The AFL’s campaign singled out Fidelity Investments, based in Boston, the country’s largest mutual fund, among many thousands. Fidelity predictably rejected demands for voluntary disclosure. Among many issues, the one that really ignited public anger and built political support was the decision of Stanley Works, a venerable tool manufacturer in New Britain, Connecticut, to turn itself into a Bermuda corporation to avoid $30 million in US taxes. The company needed shareholder approval and won the first vote, but the results were set aside after Connecticut Attorney General Richard Blumenthal alleged irregularities. Organized labor mobilized potent demonstrations against the company in New Britain and also against Fidelity (which itself is organized as a Bermuda corporation) at its Boston headquarters. Stanley canceled its trip to Bermuda. The second shareholder vote was abandoned.

Given the secrecy, the AFL activists could not prove definitively that Fidelity had voted with the Stanley management, but the relatively close tally indicated that Stanley could not have won without it. (The fact that Fidelity would not disclose its voting was also instructive.) When the AFL petitioned the SEC to issue its disclosure rule, the mutual fund industry tried to organize a political defense. The CEOs of Fidelity and Vanguard, the second-largest mutual fund, jointly bylined an op-ed piece in the Wall Street Journal, warning America about the dangers of full disclosure. “The threat is so severe that we, the leaders of the fund industry’s two largest competitors, come together now, for the first time ever, to speak out publicly against it,” wrote John Brennan (Vanguard) and Edward Johnson 3d (Fidelity).

But they were smartly trumped by a much more impressive voice from finance–John Bogle, the legendary founder of Vanguard and an industry pioneer, now retired. Bogle wrote a countering declaration of support for the SEC rule in the New York Times and explained that he founded Vanguard on this principle: “Mutual funds should be managed in the interest of their shareholders rather than in the interests of their managers. Now the industry I helped to create is squandering an opportunity to show the public that this ideal still matters.” Bogle also essentially confirmed labor’s complaint about the conflicted interests that disclosure will expose. “Some business difficulties may arise,” he said. “Votes against management, for example, may make it harder for fund managers to get information from a corporation or to win the right to advise its pension plan. Controversial votes may draw unwanted publicity.”

Yes, that is exactly what the AFL’s Office of Investment and other shareholder campaigns have in mind.

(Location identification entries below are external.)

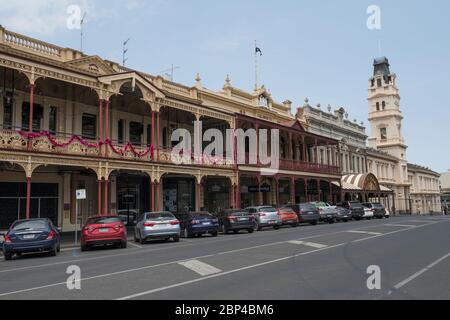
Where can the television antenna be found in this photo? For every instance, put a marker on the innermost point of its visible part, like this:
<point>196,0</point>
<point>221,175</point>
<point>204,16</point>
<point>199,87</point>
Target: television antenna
<point>170,72</point>
<point>82,22</point>
<point>125,51</point>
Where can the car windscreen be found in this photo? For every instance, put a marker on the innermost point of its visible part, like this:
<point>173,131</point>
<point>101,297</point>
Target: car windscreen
<point>159,215</point>
<point>103,220</point>
<point>31,225</point>
<point>267,209</point>
<point>307,207</point>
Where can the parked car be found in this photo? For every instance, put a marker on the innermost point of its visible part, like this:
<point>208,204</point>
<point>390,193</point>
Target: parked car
<point>378,209</point>
<point>343,214</point>
<point>288,217</point>
<point>328,213</point>
<point>355,207</point>
<point>306,213</point>
<point>108,230</point>
<point>197,224</point>
<point>236,220</point>
<point>265,216</point>
<point>31,236</point>
<point>157,225</point>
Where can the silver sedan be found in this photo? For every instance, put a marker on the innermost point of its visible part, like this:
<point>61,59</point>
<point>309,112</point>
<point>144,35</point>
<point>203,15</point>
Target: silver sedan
<point>157,225</point>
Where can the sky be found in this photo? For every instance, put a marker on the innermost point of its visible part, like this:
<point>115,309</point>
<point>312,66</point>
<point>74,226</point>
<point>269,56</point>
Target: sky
<point>318,49</point>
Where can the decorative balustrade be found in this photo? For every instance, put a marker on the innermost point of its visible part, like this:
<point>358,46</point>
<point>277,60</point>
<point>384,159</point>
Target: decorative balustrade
<point>17,40</point>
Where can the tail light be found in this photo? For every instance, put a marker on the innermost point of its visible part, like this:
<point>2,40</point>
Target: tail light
<point>51,235</point>
<point>7,239</point>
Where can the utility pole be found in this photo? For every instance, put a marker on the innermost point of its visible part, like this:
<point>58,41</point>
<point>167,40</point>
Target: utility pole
<point>124,52</point>
<point>81,32</point>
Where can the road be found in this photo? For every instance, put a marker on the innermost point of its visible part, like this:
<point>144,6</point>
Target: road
<point>321,262</point>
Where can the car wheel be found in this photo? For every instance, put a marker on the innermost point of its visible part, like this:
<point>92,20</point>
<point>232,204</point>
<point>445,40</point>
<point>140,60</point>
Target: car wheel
<point>54,251</point>
<point>8,256</point>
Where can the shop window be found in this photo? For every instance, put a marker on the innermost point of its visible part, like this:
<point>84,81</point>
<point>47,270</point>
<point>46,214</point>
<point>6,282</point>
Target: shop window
<point>7,111</point>
<point>53,120</point>
<point>383,134</point>
<point>120,127</point>
<point>38,113</point>
<point>89,126</point>
<point>136,131</point>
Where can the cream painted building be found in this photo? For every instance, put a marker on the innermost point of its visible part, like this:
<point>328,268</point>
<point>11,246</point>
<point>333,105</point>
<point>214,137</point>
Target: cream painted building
<point>414,189</point>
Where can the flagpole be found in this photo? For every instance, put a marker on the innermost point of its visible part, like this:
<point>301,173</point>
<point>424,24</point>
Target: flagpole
<point>256,66</point>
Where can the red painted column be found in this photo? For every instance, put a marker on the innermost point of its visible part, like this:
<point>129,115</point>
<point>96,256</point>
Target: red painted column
<point>106,119</point>
<point>152,196</point>
<point>158,196</point>
<point>306,190</point>
<point>106,204</point>
<point>158,133</point>
<point>292,190</point>
<point>99,197</point>
<point>30,116</point>
<point>100,121</point>
<point>28,201</point>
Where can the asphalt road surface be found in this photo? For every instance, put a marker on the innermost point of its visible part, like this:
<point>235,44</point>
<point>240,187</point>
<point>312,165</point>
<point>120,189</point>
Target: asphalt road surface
<point>321,262</point>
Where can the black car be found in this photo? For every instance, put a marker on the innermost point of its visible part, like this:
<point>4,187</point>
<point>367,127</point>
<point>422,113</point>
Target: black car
<point>356,209</point>
<point>343,214</point>
<point>379,211</point>
<point>306,212</point>
<point>31,236</point>
<point>198,224</point>
<point>236,220</point>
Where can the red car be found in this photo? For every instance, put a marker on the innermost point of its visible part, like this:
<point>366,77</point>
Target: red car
<point>288,217</point>
<point>103,231</point>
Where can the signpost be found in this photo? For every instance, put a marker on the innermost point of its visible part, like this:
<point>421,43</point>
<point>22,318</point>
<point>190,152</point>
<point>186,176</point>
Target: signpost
<point>80,195</point>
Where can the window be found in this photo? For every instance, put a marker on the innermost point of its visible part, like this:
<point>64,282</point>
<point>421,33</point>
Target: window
<point>53,120</point>
<point>120,127</point>
<point>383,134</point>
<point>136,131</point>
<point>89,126</point>
<point>38,113</point>
<point>7,112</point>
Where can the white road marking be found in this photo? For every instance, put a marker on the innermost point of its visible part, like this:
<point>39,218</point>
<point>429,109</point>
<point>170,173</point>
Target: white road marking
<point>205,278</point>
<point>309,244</point>
<point>418,274</point>
<point>134,245</point>
<point>400,225</point>
<point>199,267</point>
<point>365,232</point>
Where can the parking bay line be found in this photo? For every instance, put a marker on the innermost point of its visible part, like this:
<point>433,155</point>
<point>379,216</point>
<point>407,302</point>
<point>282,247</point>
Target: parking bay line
<point>199,267</point>
<point>309,244</point>
<point>365,232</point>
<point>204,278</point>
<point>418,274</point>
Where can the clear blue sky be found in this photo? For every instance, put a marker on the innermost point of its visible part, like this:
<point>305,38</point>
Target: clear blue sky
<point>317,49</point>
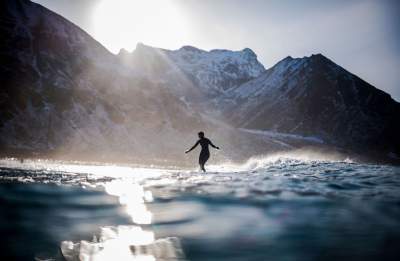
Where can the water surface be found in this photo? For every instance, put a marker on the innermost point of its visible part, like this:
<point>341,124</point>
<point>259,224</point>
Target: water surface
<point>267,209</point>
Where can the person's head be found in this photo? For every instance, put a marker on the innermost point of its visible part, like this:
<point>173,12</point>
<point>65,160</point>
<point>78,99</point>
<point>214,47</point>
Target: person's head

With disclosure of how a mutual fund actually went in the tank for the CEO, its investors can be mobilized to protest or withdraw their money and park it somewhere else. The $400 billion in union-sponsored pension funds will provide the leading edge in this leverage, followed by the much larger public employee funds, with $2.6 trillion.

This fight may not be over. The Investment Company Institute, political mouthpiece for the mutual funds, vows to ask the new SEC chairman to revisit the issue, perhaps when it thinks no one is watching. But if shareholder activists can hold on to their victory, they will be fighting now on a broader and more promising battlefield. “If we’re trying to get pension funds to act in the longer-term interests of their owners, the workers, then pulling the mutual funds into the sunlight matters too,” Blackwell said. “This compels both the mutual fund industry and pension funds to be enormously powerful advocates for corporate accountability, instead of a force that supports corporate insiders to the disadvantage of the people whose money is invested.”